Wie bei solchen Kameras üblich, stellt man alles, was für die Aufnahme wichtig ist, am Objektiv oder dem dahinter befindlichen Verschluss ein. Ausgelöst wird immerhin schon mit einem Druckknopf am Gehäuse, der über einen Hebel mit dem Verschluss verbunden ist. Das ist aber auch eine der beiden möglichen Problemquellen bei dieser Art von Kameras, dass nämlich dieser Hebel schlecht justiert ist und nicht korrekt auslöst.

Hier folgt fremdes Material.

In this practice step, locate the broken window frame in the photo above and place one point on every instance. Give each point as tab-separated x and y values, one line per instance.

Das andere Problem ist die Mechanik, mit der das Objektiv ausgeklappt wird. Sie ist relativ empfindlch gegen rohe Gewalt bei der Bedienung. Schnell ist etwas verbogen und dann ist die Schärfeebene nicht mehr parallel zur Filmebene. Das lässt sich zwar von einer Fachwerkstatt beheben, aber nicht zu einem vertretbaren Preis. Seien Sie also bitte vorsichtig, wenn sich die Mechanik spießt.

Ansonsten ist die Perkeo eine übersichtliche Kamera, die keine Geheimnisse bereithält. So ähnlich wie bei einer alten Leica gibt es zwei Visiere, eines für die Ausschnittbestimmung und eines zum Scharfstellen, wobei man zwei Bilder mit dem Rad rechts oben zur Deckung bringt. In einem Fenster darüber wird die Entfernung angezeigt. Da das Objektiv nicht mit dem Entfernungsmesser gekoppelt ist, muss man den Wert dann auf das Objektiv übertragen.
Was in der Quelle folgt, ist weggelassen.